Best way to distribute a certificate into a VM (to another computer)?

I wonder what’s the best way to distribute a certificate to other VMs / computers. Are there some howtos for good solutions?

Currently I generate them on the host and move them in the filesystem of containers. Now I use more full VMs and need a way to transfer them securely.

I could create accounts, which can be used to copy (scp, sftp, rsync) the files there, but the same account could be used to extract the certificate (and key!) again and the private ssh key needs to lie on the server requesting the certificate.
Another option would be not to rotate the key and just distribute the updated certificate, which is not confidential, i.e. by downloading it on the receiving VM via http. But key rotation is a good thing.

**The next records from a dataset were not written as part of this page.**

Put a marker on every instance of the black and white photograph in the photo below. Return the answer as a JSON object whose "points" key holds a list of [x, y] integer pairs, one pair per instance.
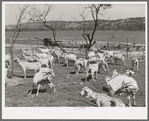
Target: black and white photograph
{"points": [[74, 60]]}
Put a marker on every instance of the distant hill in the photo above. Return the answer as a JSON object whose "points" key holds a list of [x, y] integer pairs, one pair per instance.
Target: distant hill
{"points": [[129, 24]]}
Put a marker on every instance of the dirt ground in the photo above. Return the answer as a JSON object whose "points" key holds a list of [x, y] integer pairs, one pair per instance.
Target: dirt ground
{"points": [[68, 87]]}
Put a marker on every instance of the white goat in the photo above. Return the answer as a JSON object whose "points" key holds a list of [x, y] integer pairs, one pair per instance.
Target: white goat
{"points": [[51, 60], [91, 54], [125, 83], [69, 57], [58, 54], [29, 58], [101, 99], [80, 63], [118, 56], [7, 59], [34, 66], [41, 56], [93, 69], [135, 62], [44, 76]]}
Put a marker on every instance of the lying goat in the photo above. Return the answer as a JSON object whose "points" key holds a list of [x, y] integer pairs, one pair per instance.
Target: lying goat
{"points": [[129, 73], [33, 66], [29, 58], [124, 83], [93, 69], [44, 76], [102, 100]]}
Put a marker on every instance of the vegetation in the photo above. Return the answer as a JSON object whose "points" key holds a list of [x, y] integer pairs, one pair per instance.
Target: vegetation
{"points": [[129, 24]]}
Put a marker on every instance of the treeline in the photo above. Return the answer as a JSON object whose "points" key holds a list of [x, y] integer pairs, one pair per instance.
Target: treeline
{"points": [[129, 24]]}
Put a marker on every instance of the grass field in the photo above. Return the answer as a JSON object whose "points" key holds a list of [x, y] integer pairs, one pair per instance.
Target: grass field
{"points": [[68, 87]]}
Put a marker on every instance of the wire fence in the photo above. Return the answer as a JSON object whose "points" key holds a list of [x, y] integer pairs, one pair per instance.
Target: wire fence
{"points": [[72, 46]]}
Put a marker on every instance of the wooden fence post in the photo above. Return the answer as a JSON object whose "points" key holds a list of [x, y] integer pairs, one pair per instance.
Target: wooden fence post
{"points": [[127, 46]]}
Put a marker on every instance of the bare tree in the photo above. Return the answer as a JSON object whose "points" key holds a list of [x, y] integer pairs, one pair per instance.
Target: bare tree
{"points": [[41, 16], [22, 17], [96, 11]]}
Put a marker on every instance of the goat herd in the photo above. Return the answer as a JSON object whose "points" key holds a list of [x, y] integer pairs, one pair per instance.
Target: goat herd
{"points": [[42, 61]]}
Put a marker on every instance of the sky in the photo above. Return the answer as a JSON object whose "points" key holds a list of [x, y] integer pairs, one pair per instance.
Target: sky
{"points": [[68, 11]]}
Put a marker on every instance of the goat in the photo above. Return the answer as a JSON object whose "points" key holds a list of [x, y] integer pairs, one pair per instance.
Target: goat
{"points": [[41, 56], [102, 100], [7, 59], [80, 63], [44, 76], [28, 66], [93, 69], [69, 56], [135, 62], [29, 58], [125, 83], [129, 73], [119, 56], [58, 54]]}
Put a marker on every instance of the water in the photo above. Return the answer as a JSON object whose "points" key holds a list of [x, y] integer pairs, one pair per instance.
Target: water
{"points": [[103, 36]]}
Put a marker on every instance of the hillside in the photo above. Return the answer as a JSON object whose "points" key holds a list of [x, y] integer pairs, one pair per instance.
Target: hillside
{"points": [[129, 24]]}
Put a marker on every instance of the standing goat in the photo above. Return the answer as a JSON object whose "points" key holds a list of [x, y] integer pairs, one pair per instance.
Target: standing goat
{"points": [[80, 63], [125, 83], [44, 76], [34, 66]]}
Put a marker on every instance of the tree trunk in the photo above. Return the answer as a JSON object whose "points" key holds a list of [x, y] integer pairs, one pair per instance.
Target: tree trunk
{"points": [[11, 63], [86, 52]]}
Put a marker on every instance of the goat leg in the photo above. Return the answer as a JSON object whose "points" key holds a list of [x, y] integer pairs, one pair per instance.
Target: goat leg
{"points": [[129, 101], [133, 97]]}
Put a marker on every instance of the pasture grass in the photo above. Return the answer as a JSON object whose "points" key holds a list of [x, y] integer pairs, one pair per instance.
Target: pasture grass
{"points": [[68, 87]]}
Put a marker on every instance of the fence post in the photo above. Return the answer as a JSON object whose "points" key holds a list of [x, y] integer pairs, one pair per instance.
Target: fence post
{"points": [[127, 46]]}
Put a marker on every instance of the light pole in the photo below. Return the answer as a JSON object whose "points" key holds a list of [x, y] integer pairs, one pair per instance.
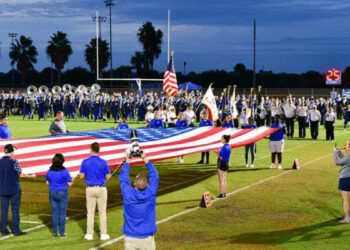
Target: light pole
{"points": [[110, 4], [13, 36]]}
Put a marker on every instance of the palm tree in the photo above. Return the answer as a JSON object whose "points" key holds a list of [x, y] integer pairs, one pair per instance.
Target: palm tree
{"points": [[24, 53], [59, 50], [151, 41], [103, 54]]}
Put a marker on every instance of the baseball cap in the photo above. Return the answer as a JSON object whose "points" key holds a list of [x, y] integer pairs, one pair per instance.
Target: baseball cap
{"points": [[9, 148]]}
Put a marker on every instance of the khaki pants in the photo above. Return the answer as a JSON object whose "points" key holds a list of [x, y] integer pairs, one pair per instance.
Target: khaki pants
{"points": [[96, 195], [139, 244]]}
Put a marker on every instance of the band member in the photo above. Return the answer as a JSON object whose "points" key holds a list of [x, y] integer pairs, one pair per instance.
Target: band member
{"points": [[250, 147], [330, 120], [289, 112], [123, 124], [276, 143], [228, 122], [302, 117], [171, 117], [315, 117], [223, 164], [205, 122]]}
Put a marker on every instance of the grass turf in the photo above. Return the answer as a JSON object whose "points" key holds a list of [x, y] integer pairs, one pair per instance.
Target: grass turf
{"points": [[295, 211]]}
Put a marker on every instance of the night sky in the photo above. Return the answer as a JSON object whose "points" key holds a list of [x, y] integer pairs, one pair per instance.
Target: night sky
{"points": [[292, 35]]}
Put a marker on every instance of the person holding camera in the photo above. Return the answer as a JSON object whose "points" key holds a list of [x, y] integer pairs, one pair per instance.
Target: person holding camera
{"points": [[58, 178], [10, 190], [223, 164], [95, 170], [344, 178], [139, 206]]}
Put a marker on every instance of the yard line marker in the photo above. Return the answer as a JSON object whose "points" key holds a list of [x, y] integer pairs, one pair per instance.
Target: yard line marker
{"points": [[215, 200]]}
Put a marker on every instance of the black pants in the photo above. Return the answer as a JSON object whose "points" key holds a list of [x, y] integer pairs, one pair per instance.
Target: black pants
{"points": [[302, 126], [290, 126], [314, 129], [329, 130], [206, 154]]}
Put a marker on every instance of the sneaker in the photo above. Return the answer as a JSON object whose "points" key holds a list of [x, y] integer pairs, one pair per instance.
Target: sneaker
{"points": [[105, 237], [89, 237], [344, 221]]}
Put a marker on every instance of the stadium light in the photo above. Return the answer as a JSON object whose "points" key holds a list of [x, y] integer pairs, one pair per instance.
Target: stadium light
{"points": [[13, 36], [110, 4]]}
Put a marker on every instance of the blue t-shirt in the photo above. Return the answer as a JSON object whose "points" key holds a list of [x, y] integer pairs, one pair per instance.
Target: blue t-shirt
{"points": [[5, 132], [156, 123], [181, 124], [249, 126], [123, 126], [278, 135], [228, 125], [58, 180], [225, 153], [206, 123], [95, 170]]}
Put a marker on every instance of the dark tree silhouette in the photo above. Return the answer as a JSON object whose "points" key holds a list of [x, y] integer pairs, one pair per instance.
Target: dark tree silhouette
{"points": [[59, 50], [23, 53]]}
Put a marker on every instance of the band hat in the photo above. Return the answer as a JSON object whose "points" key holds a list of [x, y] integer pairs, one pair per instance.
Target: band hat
{"points": [[9, 148]]}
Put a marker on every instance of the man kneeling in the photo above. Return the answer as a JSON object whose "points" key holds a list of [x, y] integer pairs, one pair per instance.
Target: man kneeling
{"points": [[139, 205]]}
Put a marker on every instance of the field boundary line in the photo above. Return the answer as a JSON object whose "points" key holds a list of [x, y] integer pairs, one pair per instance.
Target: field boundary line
{"points": [[215, 200]]}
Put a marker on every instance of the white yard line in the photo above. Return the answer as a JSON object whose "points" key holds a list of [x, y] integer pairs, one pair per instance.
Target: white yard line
{"points": [[215, 200]]}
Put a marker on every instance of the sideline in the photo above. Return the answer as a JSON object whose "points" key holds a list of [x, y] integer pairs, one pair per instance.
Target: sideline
{"points": [[215, 200]]}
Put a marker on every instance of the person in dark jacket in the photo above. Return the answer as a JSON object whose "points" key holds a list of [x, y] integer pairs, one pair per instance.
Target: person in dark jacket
{"points": [[139, 205], [10, 190], [58, 178]]}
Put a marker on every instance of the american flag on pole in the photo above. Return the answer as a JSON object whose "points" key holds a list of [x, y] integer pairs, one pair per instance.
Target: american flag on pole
{"points": [[169, 79], [35, 154]]}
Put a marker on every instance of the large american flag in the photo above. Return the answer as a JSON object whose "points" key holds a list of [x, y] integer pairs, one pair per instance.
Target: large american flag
{"points": [[169, 79], [35, 154]]}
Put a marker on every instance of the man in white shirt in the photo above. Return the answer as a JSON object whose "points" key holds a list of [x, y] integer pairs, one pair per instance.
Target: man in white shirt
{"points": [[171, 117], [189, 116], [289, 112], [302, 117], [315, 117]]}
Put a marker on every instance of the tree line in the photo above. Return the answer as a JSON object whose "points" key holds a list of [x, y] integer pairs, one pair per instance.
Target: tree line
{"points": [[23, 55]]}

Are there any howtos or best practices for distributing updated certificates to remote machines?

That is not a question about certificates as such. It’s also not quite clear what exactly you mean by “but the same account could be used to extract the certificate (and key!) again”, at least assuming that permissions are set up correctly and you are not just handing access out to everyone. In any case, if you are looking for something more advanced that scp/rsync (and don’t want to try something like git-crypt, shared mount points, etc), you might consider configuration management systems (Puppet/Ansible/Salt/whatever). Though to just use them for certificate files distribution feels like an overkill.

I am currently setting up ansible, but I want to run something from a post-hook of letsencrypt, which distributes the needed files. Ansible seems not that suitable for this.

The other part is, that automatic key distribution needs some kind of automatic access, so password/ssh-key/whatever needs to be stored on the machine running certbot. This means, that this machine has a lot more access than I would like it to have.

The best method would be some one-way push, which allows certbot to push certificate and key, but nothing else. And explicitely no read-access to something on the remote machine.

I do not think I am the first to deploy with such a distributed setup, so probably there are already some best-practices and I do not need to reinvent everything ;-).

search this forum for ansible puppet etc

There are no best practices around this as the environments are quite different and it’s not really a Let’s Encrypt problem space.

Distributing things (keys, configuration files) in a Virtual Environment is a general linux problem

A) Certbot does have --post-hooks for running scripts etc
B) https://serverfault.com/questions/117072/a-system-for-distributing-ssh-public-keys
C) Use a password management solution - https://thycotic.com/
D) Put certificates in to a database and then have servers connect to the database to pick them up

As I said this is more of a google and find something problem.

The way most clients work is that they obtain the certificates and dump to local filesystem

I am not aware of any clients that have agent/ssh/ansible plugins

Andrei

This topic was automatically closed 30 days after the last reply. New replies are no longer allowed.